So I think I have my thinking correct on what I'm trying to do, but I just want to make sure I'm not assuming something that isn't true. Below is what I'm currently doing in the time domain.
$r(t)$ is my received signal
$T$ is my period
$MultCurrent = r(n)\cdot r(n-T)$
$MultPrevious = r(n-T)\cdot r(n-2T)$
$Average(i) = Average(i-1) + MultCurrent - MultPrevious$
The average should be acting as a low pass filter. I'm using this to get my original data message back. This is working for me, but I'd like to do things in the frequency domain. Am I doing this correctly?

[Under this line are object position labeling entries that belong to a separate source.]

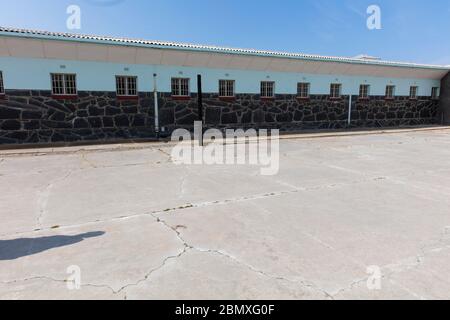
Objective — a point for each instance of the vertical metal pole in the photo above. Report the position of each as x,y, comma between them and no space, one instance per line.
200,109
200,97
155,97
350,110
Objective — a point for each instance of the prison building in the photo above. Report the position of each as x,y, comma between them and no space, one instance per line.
59,87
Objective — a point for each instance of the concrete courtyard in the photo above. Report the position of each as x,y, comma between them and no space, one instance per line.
140,227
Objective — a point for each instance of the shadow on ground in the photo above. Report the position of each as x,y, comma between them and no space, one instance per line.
18,248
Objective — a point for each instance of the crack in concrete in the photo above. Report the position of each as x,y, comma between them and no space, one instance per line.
188,247
44,197
47,278
399,267
184,206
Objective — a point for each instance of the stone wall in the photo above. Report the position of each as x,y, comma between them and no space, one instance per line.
36,117
444,106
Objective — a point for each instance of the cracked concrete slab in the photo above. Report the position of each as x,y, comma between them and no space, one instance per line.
140,227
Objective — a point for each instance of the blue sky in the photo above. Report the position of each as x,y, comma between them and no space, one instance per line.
414,30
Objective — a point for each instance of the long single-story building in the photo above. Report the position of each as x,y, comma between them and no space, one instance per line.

I'm assuming $x(n) \cdot y(n)$ is equivalent to $X(f)\star Y(f)$ where the convolution is a circular convolution.
$cconv()$ is the $N$ point circular convolution of two sequences
$fft1 = fft(r(n)$ from $n$ to $N)$
$fft2 = fft(r(n-T)$ from $n-T$ to $N)$
$fft3 = fft(r(n-2T)$ from $n-2T$ to $N)$
$ConvCurrent = cconv(fft1,fft2)$
$ConvPrevious = cconv(fft2,fft3)$
$Average(i) = Average(i) + ConvCurrent(0) - ConvPrevious(0)$
$ConvCurrent(0)$ is bin 0 of the result of the circular convolution (DC component). This is because i'm wanting the low pass filtered result. Is this the correct way to think about it? From what i'm thinking, i should need to transform back into the time domain. Also, if i'm wanting to filter my results before i do the circular convolution, can i just zero out all the frequency bins except for the frequency I care about? I'm not sure if this would cause any problems. Thanks a bunch!